Miłość do hortensji nadeszła niedawno ,uwielbiam je za ogromną ilość kwiatów,za przebarwienia i nawet za to ,że zimą suche stanowią ozdobę ogrodu.
W tym roku był znowu wysyp grzybów ,a lasy nasze są ich pełne .Lubimy wszyscy chodzić do lasu ,ale potem to czyszczenie ,segregowanie,gotowanie...To już zawsze moja działka ,no nie tym razem pomógł Robert.Tyle ich naznosił ,że nie miał wyjścia.
Ta kania rosła koło naszego domu. Później nastał czas dyniowy.
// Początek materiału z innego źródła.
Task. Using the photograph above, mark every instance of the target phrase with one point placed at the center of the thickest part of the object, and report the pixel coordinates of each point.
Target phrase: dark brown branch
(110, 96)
Posadziłam w tym roku inne zapomniałam nazwę i szkoda ,bo fajne ,małe i mocno pomarańczowe w środku.jedna już przerobiona na zupę i pyszne babeczki dyniowe.
A tak wyglądał ogród w ostatnich ciepłych dniach -taką jesień lubię,uwielbiam...
To jeszcze krótki wypad do Kobylej Góry,pojechaliśmy nazrywać owoców dzikiej róży na różaniec.
Potem zrobiło się mgliście ,tajemniczo i też uroczo...
Na koniec zachód słońca uchwycony z naszego tarasu.
Dobrej nocy-Ala.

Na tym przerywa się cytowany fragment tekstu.